The concept existed before 1983. At the start of the golden age of radio in the early 1920s, most radio broadcasters and listeners were men with technical skills. Covers of Radio News depicted humorous situations of women deploring their men's obsession with the new science. Women disliked homemade radio receivers' clutter; electrical parts were left exposed after assembly, the necessary multiple wet-cell batteries leaked corrosive battery acid, and a cable spaghetti of wires connected everything. Replacement acid was sold as "battery oil" to avoid women's reluctance to have the substance in homes.

A way of fitting radio into a home's existing decor was disguising receivers as furniture, a topic discussed in the press as early as 1923. As self-contained, preassembled radios using AC power became available, manufacturers recognized the importance of what a 1924 Radio Broadcast article's headline described as "Making Radio Attractive to Women". Radio News in 1926 held a contest to design the ideal radio receiver exterior; the winning women's entry suggested that it be useful as furniture.
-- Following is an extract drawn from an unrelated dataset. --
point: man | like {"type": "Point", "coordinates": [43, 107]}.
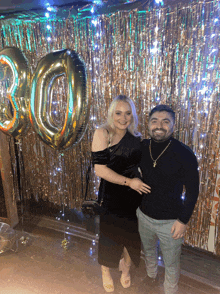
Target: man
{"type": "Point", "coordinates": [167, 166]}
As women increasingly influenced radio purchases, and the devices moved from the man's den to the living room, a 1927 article in Radio Broadcast stated that a "receiver, to be fully appreciated by the female half of the domestic republic, must be encased in housings which are esthetically as well as technically satisfactory". Elaborate radio cabinets often composed most of the price difference between models that used similar electronic components. The components could be replaced while retaining the cabinet as permanent furniture; they had doors that completely hid the radio when not in use. After 1930, elaborate cabinets became less common as newer, smaller table radios became popular, and because the technology was widely accepted by men and women.